192章 匙加減焼きそば
ミサキは厨房に戻ったあと、マイに頭を下げる。
「マイちゃん、焼きそばの作り方を教えてください」
「ミサキちゃんのやりたいように作るのがコンセプト。私たちは指導するつもりはないよ」
マイは冷蔵庫から、焼きそば、牛肉、鶏肉、豚肉、野菜、エビ、イカ、卵などを取り出す。いつもの焼きそばには、使用しない具材がふんだんにあった。
「肉を多めにしてもいいし、野菜をたっぷり入れるのもOKだよ。エビ、イカ、卵などを試してみるのもいいよ。たくさんの具材を使用して、オリジナル焼きそばを完成させてね。料理をスムーズにできるよう、野菜のカットだけはやっておいたよ」
記憶の糸を必死に辿っていく。焼きそばをうまく作るためには、調理の順番は非常に重要だ。
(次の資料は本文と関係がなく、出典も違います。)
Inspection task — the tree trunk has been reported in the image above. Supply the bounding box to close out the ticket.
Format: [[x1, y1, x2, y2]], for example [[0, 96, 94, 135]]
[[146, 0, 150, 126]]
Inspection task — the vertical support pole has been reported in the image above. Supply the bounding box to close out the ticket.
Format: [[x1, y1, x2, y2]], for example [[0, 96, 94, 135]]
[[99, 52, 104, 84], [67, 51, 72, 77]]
ミサキは火をつけたあと、油をフライパンに投入する。フライパンから油がはねないよう、少
量にした。
フライパンが温まったら、豚肉を入れた。生で食べられないため、しっかりと火を通していきたい。
肉をしっかりと加熱したら、キャベツをプラスする。こちらについては、しんなりとするまで炒めるようにしよう。
キャベツをいためたあとは、焼きそばを加熱する。程よく痛めることができたら、焼きそばソースを入れて完成だ。
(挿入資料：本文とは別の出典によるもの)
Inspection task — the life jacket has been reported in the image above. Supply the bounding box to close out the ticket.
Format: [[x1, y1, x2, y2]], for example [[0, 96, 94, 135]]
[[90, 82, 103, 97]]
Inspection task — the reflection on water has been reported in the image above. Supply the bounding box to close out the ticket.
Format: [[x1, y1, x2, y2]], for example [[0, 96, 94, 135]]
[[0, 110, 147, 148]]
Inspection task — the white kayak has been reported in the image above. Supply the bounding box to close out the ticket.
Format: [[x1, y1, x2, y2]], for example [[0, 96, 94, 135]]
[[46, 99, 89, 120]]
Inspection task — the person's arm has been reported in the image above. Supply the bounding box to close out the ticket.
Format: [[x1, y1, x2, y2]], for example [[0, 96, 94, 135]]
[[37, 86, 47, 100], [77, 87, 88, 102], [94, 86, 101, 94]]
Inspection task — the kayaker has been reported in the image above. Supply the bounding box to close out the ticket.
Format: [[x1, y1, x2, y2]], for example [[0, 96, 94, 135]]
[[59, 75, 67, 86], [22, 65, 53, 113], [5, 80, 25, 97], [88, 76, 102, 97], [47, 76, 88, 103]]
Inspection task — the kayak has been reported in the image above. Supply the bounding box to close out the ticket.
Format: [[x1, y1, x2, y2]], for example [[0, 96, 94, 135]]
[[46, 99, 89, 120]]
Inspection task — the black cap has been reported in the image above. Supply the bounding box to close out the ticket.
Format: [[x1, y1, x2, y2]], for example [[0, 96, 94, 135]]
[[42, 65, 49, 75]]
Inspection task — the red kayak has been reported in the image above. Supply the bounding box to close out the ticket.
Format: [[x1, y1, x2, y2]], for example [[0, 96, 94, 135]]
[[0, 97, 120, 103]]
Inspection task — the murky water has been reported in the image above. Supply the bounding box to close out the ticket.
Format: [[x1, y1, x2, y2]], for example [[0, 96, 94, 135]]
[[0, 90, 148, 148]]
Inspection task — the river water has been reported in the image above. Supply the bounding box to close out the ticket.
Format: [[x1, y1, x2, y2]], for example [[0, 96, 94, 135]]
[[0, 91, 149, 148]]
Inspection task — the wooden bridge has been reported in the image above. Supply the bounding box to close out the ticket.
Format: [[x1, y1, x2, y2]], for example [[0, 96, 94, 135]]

焼きそばソースをかけると、香ばしい香りが広がった。最初にしては、うまくできたのではなかろうか。
「マイちゃん、完成したよ」
「わかった。お客様に持っていくね」
2度目の焼きそばを作っているときに、重大なミスをしていることに気づいた。本来は入れるべきもやしを入れ忘れているではないか。もやしの入っていない焼きそばは、欠陥商品そのものである。
マイは厨房に戻ってきた。
「マイちゃん、もやしを入れ忘れていたよ」
「ミサキちゃん、気にしなくてもいいよ。次々と焼きそばを作ってね」
「欠陥商品はお客様のクレームにつながるよ」
「そばを忘れるのはNGだけど、もやしくらいなら問題ないよ」
マイは全く動じていなかった。ポジティブな女性は、強心臓をも兼ね備えている。
「ミサキちゃん、エビ、イカなども積極的に使ってね」
「普段とは全然違うような・・・・・・」
「本日はオリジナル焼きそばデーだよ。いつもと同じものでは、つまらないじゃない」
「客離れが・・・・・・」
「ミサキちゃん、余計な心配をするよりも、焼きそばを作ることに集中しよう」
ミサキはフライパンに油をひく。心にモヤモヤがあるのか、前回よりも油の量は増えていた。